ANCIENT EGYPT HISTORY |
THE RICHNESS OF DATA ABOUT EGYPT |
The particular nature and context of Quibell and Green’s discovery of the Narmer Palette at Hierakonpolis highlight the fact that great finds can in extreme cases be rendered almost meaningless if their full context is not properly recorded. Even the most meticulous excavation may sometimes run up against interpretive problems, but, conversely, if discoveries are made or published in an unscientific way then there is only the slimmest chance of their full meaning becoming apparent. Historically, Egyptology is immensely rich in data, and Egyptologists have consequently tended to be data-hungry scholars. A constant succession of fresh discoveries has ensured that the evidence itself has been steadily increasing in quantity and diversity.

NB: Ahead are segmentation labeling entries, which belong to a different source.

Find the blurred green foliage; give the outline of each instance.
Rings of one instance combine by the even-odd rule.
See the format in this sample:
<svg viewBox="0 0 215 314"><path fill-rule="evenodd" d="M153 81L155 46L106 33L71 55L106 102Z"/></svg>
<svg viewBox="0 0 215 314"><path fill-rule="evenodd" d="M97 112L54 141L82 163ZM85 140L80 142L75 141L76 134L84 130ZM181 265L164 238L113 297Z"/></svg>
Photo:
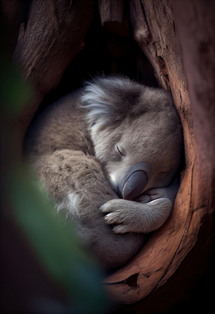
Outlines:
<svg viewBox="0 0 215 314"><path fill-rule="evenodd" d="M10 125L10 120L14 120L24 104L30 99L31 88L4 56L1 57L1 64L2 109L3 114L7 112L8 119L4 124ZM16 128L16 124L14 126ZM111 303L101 283L103 278L101 270L85 249L73 223L66 220L60 213L55 212L47 196L37 189L38 185L34 184L36 178L27 166L17 162L18 146L13 138L14 132L4 134L7 129L2 130L2 136L7 137L8 144L12 146L9 149L8 146L2 149L9 149L13 154L6 168L8 169L4 171L4 176L7 176L6 182L8 183L7 202L11 209L9 216L13 217L25 235L29 249L34 252L42 268L65 291L70 303L58 311L54 304L49 305L48 301L45 305L42 303L40 310L35 312L46 312L47 306L49 306L47 312L110 312ZM7 152L3 154L7 159ZM14 164L11 159L14 161ZM9 215L8 212L7 214ZM31 284L33 285L34 282ZM53 306L55 309L52 312Z"/></svg>

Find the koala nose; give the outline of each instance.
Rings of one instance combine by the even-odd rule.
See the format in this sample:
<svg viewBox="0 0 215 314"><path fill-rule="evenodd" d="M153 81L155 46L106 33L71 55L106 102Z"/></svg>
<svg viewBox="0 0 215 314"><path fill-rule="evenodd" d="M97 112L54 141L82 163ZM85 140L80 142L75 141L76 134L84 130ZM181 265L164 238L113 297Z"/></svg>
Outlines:
<svg viewBox="0 0 215 314"><path fill-rule="evenodd" d="M122 186L124 200L131 201L142 193L147 184L147 175L144 171L145 169L144 164L137 164L131 168Z"/></svg>

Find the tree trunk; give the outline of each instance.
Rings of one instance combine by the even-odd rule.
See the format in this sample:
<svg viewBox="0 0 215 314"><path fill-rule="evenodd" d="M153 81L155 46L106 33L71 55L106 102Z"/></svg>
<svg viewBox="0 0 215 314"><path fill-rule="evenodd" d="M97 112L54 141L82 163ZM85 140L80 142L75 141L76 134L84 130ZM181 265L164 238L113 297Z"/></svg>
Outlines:
<svg viewBox="0 0 215 314"><path fill-rule="evenodd" d="M44 96L58 84L71 60L83 47L82 40L92 18L93 1L60 2L57 14L54 2L50 1L47 14L47 3L43 7L45 2L40 1L41 6L38 6L33 0L28 23L16 46L14 60L32 84L35 94L16 121L20 151L27 127ZM110 31L126 37L131 24L133 38L152 65L158 85L172 92L183 128L185 166L169 219L128 265L104 281L125 311L163 312L187 298L211 260L215 3L133 0L128 19L124 14L126 2L97 2L101 24ZM71 6L73 11L70 11ZM15 10L12 11L15 14ZM59 16L65 18L64 24L55 20ZM22 18L21 14L19 19ZM43 33L47 24L48 41L47 34ZM36 36L38 30L45 46L41 36ZM37 49L41 45L43 50ZM58 45L60 49L56 50Z"/></svg>
<svg viewBox="0 0 215 314"><path fill-rule="evenodd" d="M169 219L138 256L105 282L112 284L110 291L123 304L142 300L141 309L153 312L166 310L187 297L211 256L214 3L130 3L134 38L152 64L159 84L171 90L179 113L185 166Z"/></svg>

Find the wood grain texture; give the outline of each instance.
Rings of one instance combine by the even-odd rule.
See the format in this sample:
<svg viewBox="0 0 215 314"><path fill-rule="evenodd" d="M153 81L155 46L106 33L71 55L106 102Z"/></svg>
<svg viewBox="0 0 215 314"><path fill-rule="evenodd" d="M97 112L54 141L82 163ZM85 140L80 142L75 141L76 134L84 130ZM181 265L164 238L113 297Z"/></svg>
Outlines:
<svg viewBox="0 0 215 314"><path fill-rule="evenodd" d="M155 308L159 311L155 302L161 293L165 310L187 298L205 271L211 251L214 3L206 3L176 1L175 14L170 0L130 3L134 38L152 64L160 85L171 90L184 137L185 168L170 217L130 263L105 281L112 283L109 289L120 302L142 300L142 310L149 312ZM195 272L192 283L186 284L191 269ZM170 286L175 292L171 301Z"/></svg>

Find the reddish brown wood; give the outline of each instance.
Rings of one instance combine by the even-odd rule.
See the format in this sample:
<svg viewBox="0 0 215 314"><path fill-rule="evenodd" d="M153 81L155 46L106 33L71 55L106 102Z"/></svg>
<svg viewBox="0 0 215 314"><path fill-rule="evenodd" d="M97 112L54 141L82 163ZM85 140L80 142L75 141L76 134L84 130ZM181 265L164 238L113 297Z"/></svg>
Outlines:
<svg viewBox="0 0 215 314"><path fill-rule="evenodd" d="M160 85L171 90L184 136L185 167L172 215L137 256L105 280L112 284L109 290L122 303L142 300L141 309L149 312L159 311L155 304L160 301L160 293L165 310L187 298L205 271L211 250L214 3L206 2L175 1L175 15L169 0L130 3L134 38L153 66ZM192 269L195 275L187 284Z"/></svg>
<svg viewBox="0 0 215 314"><path fill-rule="evenodd" d="M94 0L31 2L14 53L14 63L32 84L33 92L16 122L20 147L43 97L57 86L69 62L84 47L94 3Z"/></svg>

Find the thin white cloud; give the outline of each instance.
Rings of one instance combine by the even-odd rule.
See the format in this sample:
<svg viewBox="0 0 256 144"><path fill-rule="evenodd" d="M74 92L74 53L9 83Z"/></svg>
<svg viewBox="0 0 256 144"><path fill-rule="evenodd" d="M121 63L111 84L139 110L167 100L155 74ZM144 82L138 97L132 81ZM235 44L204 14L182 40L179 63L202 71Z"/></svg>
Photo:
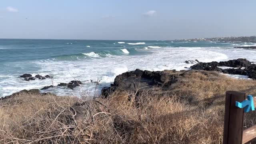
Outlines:
<svg viewBox="0 0 256 144"><path fill-rule="evenodd" d="M143 15L146 16L155 16L156 14L156 11L155 10L150 10L143 13Z"/></svg>
<svg viewBox="0 0 256 144"><path fill-rule="evenodd" d="M6 8L6 10L9 12L18 12L18 10L17 8L12 7L11 6L8 6Z"/></svg>

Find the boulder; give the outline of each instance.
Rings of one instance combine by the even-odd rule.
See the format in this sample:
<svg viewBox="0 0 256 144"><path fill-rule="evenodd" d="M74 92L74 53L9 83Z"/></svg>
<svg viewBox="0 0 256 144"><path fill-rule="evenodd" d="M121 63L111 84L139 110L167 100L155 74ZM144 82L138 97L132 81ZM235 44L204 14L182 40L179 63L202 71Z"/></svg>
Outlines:
<svg viewBox="0 0 256 144"><path fill-rule="evenodd" d="M238 58L236 60L230 60L226 62L220 62L220 66L233 68L247 67L250 66L251 64L249 60L244 58Z"/></svg>
<svg viewBox="0 0 256 144"><path fill-rule="evenodd" d="M12 95L8 96L6 96L4 97L0 98L0 100L7 100L9 98L14 98L17 96L19 96L22 95L24 94L33 94L34 95L42 95L45 96L46 95L52 95L56 96L55 94L53 94L50 92L44 92L44 93L40 93L40 90L38 89L31 89L29 90L23 90L20 91L19 92L15 92L14 93L12 94Z"/></svg>
<svg viewBox="0 0 256 144"><path fill-rule="evenodd" d="M34 77L30 77L28 78L24 78L24 80L26 81L34 80L36 78Z"/></svg>
<svg viewBox="0 0 256 144"><path fill-rule="evenodd" d="M54 86L53 86L53 85L51 85L51 86L45 86L44 88L41 88L41 90L46 90L46 89L48 89L48 88L53 88L53 87L54 87Z"/></svg>
<svg viewBox="0 0 256 144"><path fill-rule="evenodd" d="M197 60L188 60L185 61L185 63L187 64L198 64L199 62L199 61Z"/></svg>
<svg viewBox="0 0 256 144"><path fill-rule="evenodd" d="M240 74L242 75L246 75L247 73L244 70L240 68L228 68L223 70L222 72L225 74Z"/></svg>
<svg viewBox="0 0 256 144"><path fill-rule="evenodd" d="M102 98L106 98L117 90L139 93L154 87L168 86L175 81L173 80L179 72L175 70L152 72L139 69L126 72L117 76L110 87L103 88L101 95Z"/></svg>
<svg viewBox="0 0 256 144"><path fill-rule="evenodd" d="M49 88L53 88L55 87L58 87L58 86L66 86L67 88L68 88L72 90L73 90L76 86L80 86L80 84L82 84L82 82L81 82L81 81L80 81L79 80L72 80L68 84L64 83L61 83L60 84L58 84L56 86L54 86L52 85L51 85L48 86L45 86L42 88L41 90L46 90Z"/></svg>
<svg viewBox="0 0 256 144"><path fill-rule="evenodd" d="M32 75L30 74L24 74L22 76L20 76L19 78L27 78L32 77Z"/></svg>

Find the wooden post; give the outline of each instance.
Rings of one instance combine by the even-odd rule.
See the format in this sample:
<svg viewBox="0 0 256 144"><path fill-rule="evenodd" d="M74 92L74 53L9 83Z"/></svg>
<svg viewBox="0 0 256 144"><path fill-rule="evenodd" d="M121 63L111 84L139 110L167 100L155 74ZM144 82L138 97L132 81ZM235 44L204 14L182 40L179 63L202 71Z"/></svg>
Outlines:
<svg viewBox="0 0 256 144"><path fill-rule="evenodd" d="M242 143L244 108L236 107L236 101L242 102L246 96L244 92L226 92L223 144Z"/></svg>

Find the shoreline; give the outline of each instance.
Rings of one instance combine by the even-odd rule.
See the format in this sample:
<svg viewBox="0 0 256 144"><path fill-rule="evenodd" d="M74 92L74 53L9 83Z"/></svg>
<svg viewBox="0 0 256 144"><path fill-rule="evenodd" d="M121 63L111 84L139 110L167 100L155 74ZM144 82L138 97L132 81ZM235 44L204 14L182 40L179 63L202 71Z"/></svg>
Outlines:
<svg viewBox="0 0 256 144"><path fill-rule="evenodd" d="M154 83L152 81L150 81L152 79L158 79L160 78L158 78L158 76L159 76L159 74L160 73L164 72L166 70L169 70L170 71L173 71L174 72L178 72L178 73L182 73L184 72L186 72L186 71L190 71L191 70L206 70L206 71L216 71L218 72L220 72L221 73L223 73L224 74L230 74L230 76L232 75L238 75L238 76L248 76L249 78L251 78L253 80L256 79L256 72L255 71L256 70L256 65L254 64L252 64L252 62L250 62L248 60L247 60L246 59L242 59L239 58L236 60L230 60L227 61L225 62L200 62L198 60L187 60L184 62L187 64L194 64L190 68L190 69L188 70L182 70L180 71L176 71L175 70L165 70L163 71L150 71L148 70L144 70L144 71L141 71L139 69L136 69L135 70L135 71L137 70L138 72L140 72L140 73L151 73L151 75L153 74L152 74L153 73L158 73L158 76L154 76L151 75L150 76L146 76L146 78L144 78L142 77L142 78L144 79L145 80L148 80L148 82L146 84L144 84L144 86L150 86L151 85L152 85L152 82ZM140 72L139 72L140 71ZM124 81L122 82L118 82L119 83L118 84L117 84L116 81L118 79L124 79L124 78L120 78L120 77L123 76L124 74L132 74L132 72L134 71L130 71L130 72L126 72L125 73L122 73L119 75L118 75L114 79L114 82L113 84L111 84L109 86L105 86L104 87L102 88L102 89L99 90L101 91L102 95L103 95L103 96L106 97L106 92L108 92L109 93L110 93L110 92L113 92L115 90L116 88L114 88L113 87L117 87L119 85L122 86L122 85L127 85L127 84L126 84L126 82ZM35 78L33 77L32 76L32 75L30 74L24 74L23 75L20 76L20 77L23 78L24 79L24 80L29 81L29 80L34 80L34 79L36 78L38 78L39 79L41 80L42 80L44 79L42 78L44 78L44 77L46 78L52 78L52 77L51 77L49 75L47 75L45 77L43 77L41 76L40 75L36 75ZM245 77L244 77L245 78ZM130 79L130 78L129 77L126 77L126 79ZM28 80L29 79L29 80ZM44 78L45 79L45 78ZM136 83L136 82L138 80L136 79L131 79L130 81L132 81L133 82ZM91 80L92 82L95 83L96 85L98 85L99 84L98 82L93 82L92 80ZM138 82L137 84L140 84L141 82L143 83L144 82L143 81L140 81L137 82ZM123 84L122 84L122 82L123 82ZM40 92L40 90L46 90L49 88L61 88L62 87L66 87L67 88L70 88L71 90L74 89L76 86L80 86L81 85L83 84L80 81L77 80L74 80L71 81L68 84L64 83L61 83L60 84L58 84L56 86L54 86L53 85L51 85L48 86L45 86L44 87L41 88L40 90L39 89L32 89L33 90L36 90L36 91ZM114 89L113 89L114 88ZM124 88L126 90L127 90L127 88ZM29 90L24 90L20 92L22 92L24 91L29 91ZM45 94L46 93L49 93L49 92L41 92L43 94ZM17 94L17 93L19 93L18 92L16 92L12 94L11 95L6 96L6 97L8 97L11 96L13 96L14 95ZM2 97L1 98L5 98L5 97Z"/></svg>

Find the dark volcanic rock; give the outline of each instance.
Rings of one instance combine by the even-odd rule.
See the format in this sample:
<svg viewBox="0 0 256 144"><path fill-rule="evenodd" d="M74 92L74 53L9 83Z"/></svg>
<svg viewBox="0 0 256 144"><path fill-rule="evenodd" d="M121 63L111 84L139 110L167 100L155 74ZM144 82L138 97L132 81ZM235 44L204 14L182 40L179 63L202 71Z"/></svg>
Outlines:
<svg viewBox="0 0 256 144"><path fill-rule="evenodd" d="M32 80L36 80L36 78L39 80L45 80L46 78L52 78L52 76L50 76L48 75L45 76L44 77L40 76L39 74L36 75L35 78L32 77L32 75L30 74L24 74L22 76L19 76L19 78L24 78L24 80L26 81L30 81Z"/></svg>
<svg viewBox="0 0 256 144"><path fill-rule="evenodd" d="M230 60L226 62L199 62L198 64L193 65L190 67L192 70L215 70L220 71L221 69L217 68L216 66L228 66L231 67L247 67L250 66L251 62L246 59L238 58L237 60ZM210 67L214 66L214 68L210 68Z"/></svg>
<svg viewBox="0 0 256 144"><path fill-rule="evenodd" d="M27 78L32 77L32 75L30 74L24 74L23 75L20 76L19 78Z"/></svg>
<svg viewBox="0 0 256 144"><path fill-rule="evenodd" d="M236 46L234 48L248 48L248 49L256 49L256 46Z"/></svg>
<svg viewBox="0 0 256 144"><path fill-rule="evenodd" d="M53 86L53 85L51 85L51 86L45 86L44 88L42 88L41 89L41 90L46 90L46 89L48 89L48 88L53 88L54 87L54 86Z"/></svg>
<svg viewBox="0 0 256 144"><path fill-rule="evenodd" d="M220 66L234 68L247 67L251 64L251 62L249 60L243 58L238 58L237 60L230 60L227 62L220 62Z"/></svg>
<svg viewBox="0 0 256 144"><path fill-rule="evenodd" d="M196 64L199 62L199 61L197 60L189 60L185 61L185 63L187 64Z"/></svg>
<svg viewBox="0 0 256 144"><path fill-rule="evenodd" d="M79 80L72 80L66 86L68 88L73 90L74 88L77 86L80 86L80 84L82 84L82 82Z"/></svg>
<svg viewBox="0 0 256 144"><path fill-rule="evenodd" d="M170 86L174 82L173 80L178 73L175 70L151 72L138 69L126 72L117 76L110 87L103 88L102 96L106 98L117 90L138 93L141 91L151 90L153 87Z"/></svg>
<svg viewBox="0 0 256 144"><path fill-rule="evenodd" d="M243 69L228 68L222 69L217 66L228 66L234 68L244 67ZM247 76L249 78L256 80L256 64L246 59L238 58L226 62L199 62L190 67L192 70L216 71L230 74L240 74Z"/></svg>
<svg viewBox="0 0 256 144"><path fill-rule="evenodd" d="M55 94L53 94L50 92L40 93L40 90L38 89L31 89L29 90L24 90L20 91L19 92L15 92L14 93L13 93L11 95L6 96L4 97L0 98L0 100L7 100L7 99L11 98L14 98L15 96L19 96L20 95L22 95L24 94L33 94L34 95L43 95L43 96L45 96L47 95L52 95L56 96Z"/></svg>
<svg viewBox="0 0 256 144"><path fill-rule="evenodd" d="M24 78L24 80L26 81L30 81L30 80L36 80L36 78L34 77L30 77L28 78Z"/></svg>
<svg viewBox="0 0 256 144"><path fill-rule="evenodd" d="M74 89L74 88L76 87L77 86L80 86L80 84L82 84L81 81L79 80L72 80L68 84L64 83L61 83L60 84L58 84L57 86L66 86L67 87L71 89ZM49 88L53 88L55 86L51 85L48 86L45 86L41 90L46 90Z"/></svg>

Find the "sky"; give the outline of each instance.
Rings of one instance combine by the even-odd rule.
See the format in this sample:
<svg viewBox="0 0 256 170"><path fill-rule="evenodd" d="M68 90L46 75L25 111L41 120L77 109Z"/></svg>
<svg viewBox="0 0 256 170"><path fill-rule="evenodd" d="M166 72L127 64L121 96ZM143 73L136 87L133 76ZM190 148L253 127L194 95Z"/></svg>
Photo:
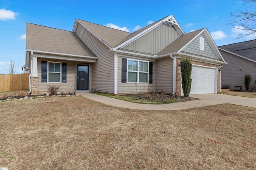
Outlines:
<svg viewBox="0 0 256 170"><path fill-rule="evenodd" d="M239 0L0 0L0 74L16 73L25 64L26 22L72 31L79 19L133 32L172 15L185 33L206 27L217 46L255 39L237 39L239 30L227 24L229 14L255 6Z"/></svg>

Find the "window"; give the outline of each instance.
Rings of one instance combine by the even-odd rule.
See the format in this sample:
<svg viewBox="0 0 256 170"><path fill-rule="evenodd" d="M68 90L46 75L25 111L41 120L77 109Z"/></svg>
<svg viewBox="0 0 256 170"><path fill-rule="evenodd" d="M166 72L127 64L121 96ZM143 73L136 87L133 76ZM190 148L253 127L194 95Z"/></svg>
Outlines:
<svg viewBox="0 0 256 170"><path fill-rule="evenodd" d="M48 82L60 82L60 63L48 63Z"/></svg>
<svg viewBox="0 0 256 170"><path fill-rule="evenodd" d="M148 83L148 62L128 60L127 82Z"/></svg>
<svg viewBox="0 0 256 170"><path fill-rule="evenodd" d="M204 50L204 38L202 37L199 37L199 49Z"/></svg>

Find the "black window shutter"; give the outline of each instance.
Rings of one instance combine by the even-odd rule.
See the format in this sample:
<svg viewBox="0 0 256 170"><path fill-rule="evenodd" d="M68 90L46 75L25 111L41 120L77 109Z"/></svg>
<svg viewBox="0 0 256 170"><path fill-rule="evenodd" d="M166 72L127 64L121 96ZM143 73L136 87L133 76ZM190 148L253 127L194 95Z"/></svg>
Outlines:
<svg viewBox="0 0 256 170"><path fill-rule="evenodd" d="M47 62L42 61L42 82L47 82Z"/></svg>
<svg viewBox="0 0 256 170"><path fill-rule="evenodd" d="M61 82L67 82L67 63L61 63Z"/></svg>
<svg viewBox="0 0 256 170"><path fill-rule="evenodd" d="M148 70L148 83L153 83L153 63L149 62L149 70Z"/></svg>
<svg viewBox="0 0 256 170"><path fill-rule="evenodd" d="M122 59L122 82L127 81L126 72L127 71L127 59Z"/></svg>

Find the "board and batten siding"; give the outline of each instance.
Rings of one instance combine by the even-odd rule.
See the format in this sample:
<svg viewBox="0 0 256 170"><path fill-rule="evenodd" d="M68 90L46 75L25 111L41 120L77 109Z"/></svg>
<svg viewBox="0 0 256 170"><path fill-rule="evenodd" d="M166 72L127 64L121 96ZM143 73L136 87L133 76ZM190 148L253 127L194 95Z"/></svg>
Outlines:
<svg viewBox="0 0 256 170"><path fill-rule="evenodd" d="M123 49L157 54L180 36L171 23L165 22Z"/></svg>
<svg viewBox="0 0 256 170"><path fill-rule="evenodd" d="M199 49L199 37L204 39L204 50ZM202 34L201 34L184 48L182 52L218 59L212 49Z"/></svg>
<svg viewBox="0 0 256 170"><path fill-rule="evenodd" d="M255 63L221 50L220 51L228 63L222 67L222 88L224 84L228 84L230 85L230 90L234 90L235 86L239 86L243 87L243 90L245 90L244 76L246 74L251 75L250 86L254 84L256 80ZM249 90L250 89L250 88ZM256 90L255 88L254 89Z"/></svg>
<svg viewBox="0 0 256 170"><path fill-rule="evenodd" d="M80 23L76 33L98 57L96 63L92 64L90 89L113 93L114 54L109 52L109 48Z"/></svg>
<svg viewBox="0 0 256 170"><path fill-rule="evenodd" d="M156 87L156 62L153 63L153 83L122 83L122 59L127 57L118 56L118 94L144 93L155 91ZM134 59L134 58L133 58ZM146 61L146 59L141 60Z"/></svg>
<svg viewBox="0 0 256 170"><path fill-rule="evenodd" d="M156 90L172 93L173 60L166 57L156 60Z"/></svg>
<svg viewBox="0 0 256 170"><path fill-rule="evenodd" d="M42 61L48 61L50 62L55 62L65 63L67 63L67 82L66 83L52 83L41 82L42 80ZM90 78L92 77L92 63L86 63L84 62L80 62L77 61L70 61L67 60L59 60L55 59L44 59L38 58L38 74L39 80L39 92L40 93L46 93L47 90L46 86L49 85L60 86L60 90L59 92L68 93L76 91L76 64L89 64L89 88L92 86L92 82ZM72 84L72 87L70 87L70 84ZM89 88L90 90L90 88Z"/></svg>

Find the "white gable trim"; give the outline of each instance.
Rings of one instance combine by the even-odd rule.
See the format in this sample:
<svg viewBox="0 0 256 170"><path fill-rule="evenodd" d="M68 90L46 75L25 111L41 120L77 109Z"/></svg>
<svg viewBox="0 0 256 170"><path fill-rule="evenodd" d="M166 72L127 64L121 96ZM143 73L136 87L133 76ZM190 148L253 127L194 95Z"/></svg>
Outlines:
<svg viewBox="0 0 256 170"><path fill-rule="evenodd" d="M173 25L174 24L176 25L176 27L177 27L178 28L179 28L180 29L180 29L180 31L181 32L180 32L180 31L177 31L179 34L180 34L180 34L182 34L182 35L185 34L185 32L181 28L181 27L180 27L180 26L179 24L178 23L178 22L177 22L177 21L176 21L176 20L175 20L175 19L174 18L174 16L172 16L172 15L171 15L170 16L168 16L166 18L163 20L159 21L157 23L156 23L155 24L151 26L150 27L148 28L147 29L144 30L140 33L138 34L138 35L128 39L127 41L122 43L119 45L117 46L116 47L113 48L113 49L114 50L116 50L118 49L122 48L123 47L124 47L126 46L128 44L131 43L132 42L136 40L136 39L146 34L148 32L150 31L151 30L154 29L156 27L158 27L160 25L162 24L163 23L163 22L164 22L166 21L170 22L171 23L172 23L172 25ZM174 27L177 30L177 28L176 28L176 27L174 26Z"/></svg>
<svg viewBox="0 0 256 170"><path fill-rule="evenodd" d="M102 39L101 39L99 37L98 37L98 36L97 36L96 34L95 34L95 33L94 33L93 32L92 32L92 31L91 30L90 30L90 29L89 29L88 28L87 28L85 26L84 26L84 25L83 25L82 23L80 22L79 21L78 21L77 20L77 19L76 19L76 21L75 21L75 23L74 24L74 26L73 27L73 30L72 31L74 33L75 33L76 31L76 28L77 27L77 25L78 24L76 24L76 22L77 22L77 23L80 23L82 26L84 28L85 28L89 32L90 32L93 35L94 35L96 38L97 38L99 40L100 40L100 41L101 41L103 44L105 44L107 47L108 47L108 48L109 48L109 49L112 49L112 48L109 45L108 45L108 44L107 44L105 42L104 42L103 41L103 40L102 40Z"/></svg>
<svg viewBox="0 0 256 170"><path fill-rule="evenodd" d="M250 59L248 59L247 58L245 58L244 57L241 56L240 56L240 55L238 55L237 54L236 54L234 53L232 53L231 52L230 52L230 51L227 51L227 50L224 50L224 49L222 49L221 48L218 47L218 49L220 49L221 50L222 50L222 51L224 51L226 52L227 53L229 53L230 54L232 54L233 55L236 55L236 56L237 57L240 57L242 58L243 59L245 59L246 60L249 60L249 61L252 61L252 62L253 62L254 63L256 63L256 61L253 61L252 60L251 60Z"/></svg>

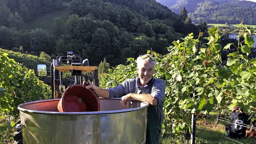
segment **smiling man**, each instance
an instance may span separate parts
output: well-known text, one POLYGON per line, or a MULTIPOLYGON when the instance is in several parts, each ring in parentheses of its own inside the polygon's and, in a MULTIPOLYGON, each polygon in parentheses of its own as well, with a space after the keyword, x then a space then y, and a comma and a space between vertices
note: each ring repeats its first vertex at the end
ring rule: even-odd
POLYGON ((126 107, 126 104, 132 99, 148 103, 147 144, 159 143, 164 119, 166 84, 162 80, 153 77, 156 65, 154 57, 145 54, 137 58, 137 71, 139 74, 137 78, 127 79, 109 89, 101 89, 94 85, 86 86, 87 89, 94 89, 99 96, 104 98, 122 98, 120 103, 124 107, 126 107))

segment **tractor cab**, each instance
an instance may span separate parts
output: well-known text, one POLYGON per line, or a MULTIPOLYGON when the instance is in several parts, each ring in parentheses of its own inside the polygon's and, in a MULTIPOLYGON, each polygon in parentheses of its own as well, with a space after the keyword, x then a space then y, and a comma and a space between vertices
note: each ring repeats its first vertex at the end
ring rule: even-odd
MULTIPOLYGON (((37 65, 38 76, 46 76, 48 73, 50 73, 52 99, 61 98, 64 90, 69 85, 82 85, 85 81, 90 81, 94 85, 99 86, 98 67, 89 66, 88 59, 82 61, 72 51, 68 51, 67 55, 57 56, 56 59, 53 59, 50 68, 50 71, 47 72, 46 65, 37 65), (65 83, 63 73, 67 72, 71 73, 73 83, 65 83)), ((68 79, 70 80, 70 78, 68 79)))

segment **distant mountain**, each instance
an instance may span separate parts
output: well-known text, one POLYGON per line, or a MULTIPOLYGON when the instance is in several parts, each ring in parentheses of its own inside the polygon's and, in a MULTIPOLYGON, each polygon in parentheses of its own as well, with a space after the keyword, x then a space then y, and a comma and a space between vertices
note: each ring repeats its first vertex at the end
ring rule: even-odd
POLYGON ((192 21, 198 24, 239 24, 256 25, 256 2, 239 0, 156 0, 173 12, 179 14, 183 7, 192 21))

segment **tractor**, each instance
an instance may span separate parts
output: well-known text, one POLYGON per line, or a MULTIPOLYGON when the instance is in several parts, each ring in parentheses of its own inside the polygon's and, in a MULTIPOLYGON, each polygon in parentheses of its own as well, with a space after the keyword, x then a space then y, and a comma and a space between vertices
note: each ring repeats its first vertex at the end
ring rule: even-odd
MULTIPOLYGON (((66 56, 57 56, 51 63, 50 71, 47 71, 46 66, 38 64, 37 66, 39 77, 46 76, 50 73, 51 87, 52 99, 61 98, 65 89, 71 85, 81 84, 84 81, 91 81, 99 85, 98 67, 89 66, 88 59, 82 61, 80 57, 75 55, 72 51, 68 51, 66 56), (71 81, 73 83, 65 83, 63 73, 71 72, 71 81)), ((23 144, 20 119, 19 118, 15 128, 14 144, 23 144)))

It is noticeable, however, that archaeological discoveries in Egypt have become such a cliché, in the way that the media respond to them and portray the discoveries and the protagonists, that an issue of Punch in 1986 was able to satirize very effectively the breathless and overblown way in which a new find (in this case the tomb of a man called Maya, Tutankhamun’s treasurer) is pumped up into a mini-Tutankhamun’s tomb, as if the newspaper reports automatically switch into a particularly fossilized and naı¨ve style of reportage when confronted by the glint of hidden treasure. The subject itself has not progressed purely through discoveries of new data. New theoretical paradigms have been adopted by different generations of Egyptologists, gradually transforming the accepted picture of ancient Egyptian culture. Secondly, new methods, such as innovative excavation techniques or sophisticated methods of scientific analysis, have, at various times, altered our perceptions of the surviving evidence from ancient Egypt. Whatever the hyperbole of the media, some of the archaeological discoveries have genuinely represented significant turning points in the history of the subject, as in the case of the excavation of Aegean-style frescos at the site of Tell el-Dab’a in 1987 or the unearthing of a rich cache of clay tablets inscribed in cuneiform script, at Amarna (the so-called Amarna Letters), in the 1890s. Like the Narmer Palette, both of these finds were quickly recognized not merely as crucial new pieces in the Egyptological jigsaw but as new types of information, necessitating significant rearrangement of the existing pattern of pieces.